# Take $n^\text{th}$ sub-list with equal distances

I have been looking at Span, Take, etc. functions but I couldn't figure out how can I extract elements likes this

A = {a, b, c, d, e, f, g, h, k, l, m, n, o, p}


And I want this : A' = {b, c, f, g, l, m}.

Basically, I am looking at the elements with a distance of 4 + their next elements: {b, f, l} + their associated next elements {c, g, m}

Thanks!

Flatten @ Partition[Rest @ A, 2, 4]


{b, c, f, g, l, m}

or

A[[Flatten @ Partition[Range[2, Length @ A], 2, 4]]]


{b, c, f, g, l, m}

Also

Table[Sequence @@ A[[{i + 1, i + 2}]], {i, 1 , Length[A] - 2, 4}]


{b, c, f, g, l, m}

This returns the 2nd and 3rd elements from successive 4-element chunks, and is directly generalizable to any chunk size or element selection:

Flatten@Map[{#[[2]], #[[3]]} &, Partition[A, 4]]


{b, c, f, g, l, m}

Same as above, using shorthand for Map:

Flatten[{#[[2]], #[[3]]} & /@ Partition[A, 4]]


{b, c, f, g, l, m}

This gives the first letter of the pair at the end without its mate, so to eliminate it you'd need to drop the last letter:

Riffle[Downsample[A, 4, 2], Downsample[A, 4, 3]]
Drop[Riffle[Downsample[A, 4, 2], Downsample[A, 4, 3]],-1]


{b, c, f, g, l, m, p}

{b, c, f, g, l, m}

Similarly:

Drop[{Downsample[A, 4, 2], Downsample[A, 4, 3]}~Flatten~{2, 1}, -1]


{b, c, f, g, l, m}

Riffle[A[[2 ;; ;; 4]], A[[3 ;; ;; 4]]];


or

Flatten[Transpose[{A[[2 ;; ;; 4]], A[[3 ;; ;; 4]]}]]

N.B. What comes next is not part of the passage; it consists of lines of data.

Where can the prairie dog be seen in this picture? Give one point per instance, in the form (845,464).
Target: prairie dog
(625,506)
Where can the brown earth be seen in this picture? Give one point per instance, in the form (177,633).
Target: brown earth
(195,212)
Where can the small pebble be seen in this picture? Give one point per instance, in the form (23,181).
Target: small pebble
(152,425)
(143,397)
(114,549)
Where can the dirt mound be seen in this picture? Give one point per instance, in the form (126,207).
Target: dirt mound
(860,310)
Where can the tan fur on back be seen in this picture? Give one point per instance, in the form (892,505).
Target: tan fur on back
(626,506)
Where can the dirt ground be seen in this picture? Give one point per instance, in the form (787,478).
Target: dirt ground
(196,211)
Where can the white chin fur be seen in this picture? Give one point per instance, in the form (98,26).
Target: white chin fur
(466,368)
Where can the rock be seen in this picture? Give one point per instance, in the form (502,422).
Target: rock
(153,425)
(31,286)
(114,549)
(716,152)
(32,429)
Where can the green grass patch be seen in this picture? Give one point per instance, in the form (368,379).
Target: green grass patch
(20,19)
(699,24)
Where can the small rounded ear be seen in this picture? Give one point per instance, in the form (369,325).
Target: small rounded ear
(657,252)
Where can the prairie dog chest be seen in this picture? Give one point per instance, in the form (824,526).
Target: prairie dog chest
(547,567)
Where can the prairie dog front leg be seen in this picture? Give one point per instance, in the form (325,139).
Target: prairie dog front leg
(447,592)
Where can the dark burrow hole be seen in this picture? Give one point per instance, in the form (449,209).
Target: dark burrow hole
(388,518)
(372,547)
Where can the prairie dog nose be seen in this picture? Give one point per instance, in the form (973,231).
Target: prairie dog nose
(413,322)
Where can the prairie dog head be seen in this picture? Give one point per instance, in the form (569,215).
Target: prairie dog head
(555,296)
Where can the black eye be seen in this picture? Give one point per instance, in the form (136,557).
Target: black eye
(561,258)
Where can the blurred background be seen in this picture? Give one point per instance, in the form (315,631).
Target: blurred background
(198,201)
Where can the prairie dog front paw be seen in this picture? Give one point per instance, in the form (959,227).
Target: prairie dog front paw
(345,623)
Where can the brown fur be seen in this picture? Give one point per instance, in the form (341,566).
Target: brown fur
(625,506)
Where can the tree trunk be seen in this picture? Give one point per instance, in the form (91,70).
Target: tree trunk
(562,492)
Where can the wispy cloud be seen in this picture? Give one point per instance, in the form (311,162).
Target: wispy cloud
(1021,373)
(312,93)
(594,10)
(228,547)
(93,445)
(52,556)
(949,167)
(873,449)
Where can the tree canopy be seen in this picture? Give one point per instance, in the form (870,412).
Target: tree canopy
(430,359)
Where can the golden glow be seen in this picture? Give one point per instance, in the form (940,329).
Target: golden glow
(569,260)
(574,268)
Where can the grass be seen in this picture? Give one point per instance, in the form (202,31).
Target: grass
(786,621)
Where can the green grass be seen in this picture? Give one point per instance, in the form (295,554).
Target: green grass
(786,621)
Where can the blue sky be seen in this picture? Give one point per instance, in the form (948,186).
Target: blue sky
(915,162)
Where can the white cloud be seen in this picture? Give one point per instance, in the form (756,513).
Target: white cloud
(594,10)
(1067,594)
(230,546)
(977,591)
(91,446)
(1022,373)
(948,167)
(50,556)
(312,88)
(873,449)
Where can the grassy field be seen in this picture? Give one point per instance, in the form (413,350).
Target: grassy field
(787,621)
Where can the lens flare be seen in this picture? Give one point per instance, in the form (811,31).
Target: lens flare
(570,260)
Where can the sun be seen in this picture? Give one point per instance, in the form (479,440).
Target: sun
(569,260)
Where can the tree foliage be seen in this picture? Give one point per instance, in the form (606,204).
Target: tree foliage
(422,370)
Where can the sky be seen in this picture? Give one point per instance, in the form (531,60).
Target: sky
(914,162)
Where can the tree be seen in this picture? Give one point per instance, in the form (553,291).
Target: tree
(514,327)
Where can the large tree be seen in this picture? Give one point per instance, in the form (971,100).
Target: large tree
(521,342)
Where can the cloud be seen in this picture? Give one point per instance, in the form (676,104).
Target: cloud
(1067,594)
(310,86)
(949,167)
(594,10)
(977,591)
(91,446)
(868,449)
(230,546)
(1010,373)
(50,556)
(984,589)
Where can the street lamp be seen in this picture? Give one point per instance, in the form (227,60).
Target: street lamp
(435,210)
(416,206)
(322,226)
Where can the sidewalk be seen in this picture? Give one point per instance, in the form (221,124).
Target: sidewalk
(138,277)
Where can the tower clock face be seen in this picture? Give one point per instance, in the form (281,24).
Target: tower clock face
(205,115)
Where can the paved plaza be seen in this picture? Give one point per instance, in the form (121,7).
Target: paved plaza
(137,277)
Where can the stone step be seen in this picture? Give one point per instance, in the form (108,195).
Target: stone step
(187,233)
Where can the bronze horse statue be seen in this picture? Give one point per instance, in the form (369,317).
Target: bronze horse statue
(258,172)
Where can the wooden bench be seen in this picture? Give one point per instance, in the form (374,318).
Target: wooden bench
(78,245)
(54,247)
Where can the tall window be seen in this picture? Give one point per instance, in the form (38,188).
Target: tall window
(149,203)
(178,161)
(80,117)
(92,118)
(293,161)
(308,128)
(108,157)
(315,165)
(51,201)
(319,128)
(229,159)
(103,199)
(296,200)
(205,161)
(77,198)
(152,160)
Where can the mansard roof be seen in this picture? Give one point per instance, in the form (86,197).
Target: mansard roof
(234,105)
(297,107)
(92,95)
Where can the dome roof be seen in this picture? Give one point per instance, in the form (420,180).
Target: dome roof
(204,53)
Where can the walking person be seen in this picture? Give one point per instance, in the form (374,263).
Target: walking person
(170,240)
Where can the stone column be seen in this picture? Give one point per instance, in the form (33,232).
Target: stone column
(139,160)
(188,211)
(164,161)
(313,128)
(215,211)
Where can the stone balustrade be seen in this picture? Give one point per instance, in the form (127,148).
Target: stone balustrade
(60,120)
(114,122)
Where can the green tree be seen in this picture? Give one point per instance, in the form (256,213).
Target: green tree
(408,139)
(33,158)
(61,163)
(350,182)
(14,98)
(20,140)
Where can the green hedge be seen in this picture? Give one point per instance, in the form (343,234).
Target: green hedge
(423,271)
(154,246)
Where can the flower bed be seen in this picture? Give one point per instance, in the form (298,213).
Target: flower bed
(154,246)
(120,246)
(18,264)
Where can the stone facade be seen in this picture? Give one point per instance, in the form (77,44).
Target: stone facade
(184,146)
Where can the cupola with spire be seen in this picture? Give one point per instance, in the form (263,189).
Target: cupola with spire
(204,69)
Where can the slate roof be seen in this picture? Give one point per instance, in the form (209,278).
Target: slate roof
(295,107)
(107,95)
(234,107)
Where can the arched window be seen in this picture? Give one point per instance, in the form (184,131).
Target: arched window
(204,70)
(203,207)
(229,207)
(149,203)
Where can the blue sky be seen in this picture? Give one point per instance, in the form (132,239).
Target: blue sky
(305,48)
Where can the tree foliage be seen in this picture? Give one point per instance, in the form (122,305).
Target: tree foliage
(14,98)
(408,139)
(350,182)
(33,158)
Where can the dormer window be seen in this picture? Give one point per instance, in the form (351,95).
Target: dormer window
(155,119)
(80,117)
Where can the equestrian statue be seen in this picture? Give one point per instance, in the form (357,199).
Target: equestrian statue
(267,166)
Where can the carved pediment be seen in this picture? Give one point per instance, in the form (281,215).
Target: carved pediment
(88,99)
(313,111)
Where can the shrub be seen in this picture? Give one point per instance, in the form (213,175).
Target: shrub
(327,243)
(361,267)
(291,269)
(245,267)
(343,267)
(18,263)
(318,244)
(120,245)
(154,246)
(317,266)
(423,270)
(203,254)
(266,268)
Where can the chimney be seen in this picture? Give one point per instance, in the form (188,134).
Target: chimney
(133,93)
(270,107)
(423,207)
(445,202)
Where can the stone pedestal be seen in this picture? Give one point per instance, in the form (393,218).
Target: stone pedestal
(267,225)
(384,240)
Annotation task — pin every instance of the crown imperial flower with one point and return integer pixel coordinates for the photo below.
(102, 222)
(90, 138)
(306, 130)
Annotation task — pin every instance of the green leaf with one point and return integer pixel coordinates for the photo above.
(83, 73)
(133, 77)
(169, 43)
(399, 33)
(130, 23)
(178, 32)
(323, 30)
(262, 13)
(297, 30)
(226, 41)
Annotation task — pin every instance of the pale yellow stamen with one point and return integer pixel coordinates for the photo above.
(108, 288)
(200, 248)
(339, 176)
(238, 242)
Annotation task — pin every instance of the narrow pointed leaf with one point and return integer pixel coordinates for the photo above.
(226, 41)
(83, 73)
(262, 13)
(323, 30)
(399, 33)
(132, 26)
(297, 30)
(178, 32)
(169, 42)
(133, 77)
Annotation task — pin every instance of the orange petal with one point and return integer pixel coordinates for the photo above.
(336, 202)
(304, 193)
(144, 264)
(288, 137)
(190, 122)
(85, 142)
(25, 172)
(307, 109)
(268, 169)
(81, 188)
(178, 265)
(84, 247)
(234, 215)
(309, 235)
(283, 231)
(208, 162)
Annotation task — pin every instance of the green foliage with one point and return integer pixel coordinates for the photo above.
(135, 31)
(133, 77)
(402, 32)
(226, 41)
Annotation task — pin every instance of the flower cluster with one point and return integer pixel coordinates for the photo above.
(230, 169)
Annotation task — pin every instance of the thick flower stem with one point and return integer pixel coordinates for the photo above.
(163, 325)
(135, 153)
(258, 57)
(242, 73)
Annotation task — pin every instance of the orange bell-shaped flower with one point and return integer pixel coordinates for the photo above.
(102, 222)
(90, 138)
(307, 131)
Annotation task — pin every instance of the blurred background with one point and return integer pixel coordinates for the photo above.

The latter is easily generalizable to more than two "spans".

Also notable:

Flatten[Partition[A, 4][[All, 2 ;; 3]]]


For unpacked list A, the method with Riffle seems to be the best among these (on my machine). For packed integer list A, second method seems to be a bit faster.

• To the downvoter: Is something not right with this answer? Aug 6, 2019 at 15:23

Try this simpler one:

 Flatten[Table[{A[[i]], A[[i+1]]},{i,2,Length[A]-1,4}]]


Flatten is used to remove curly brackets.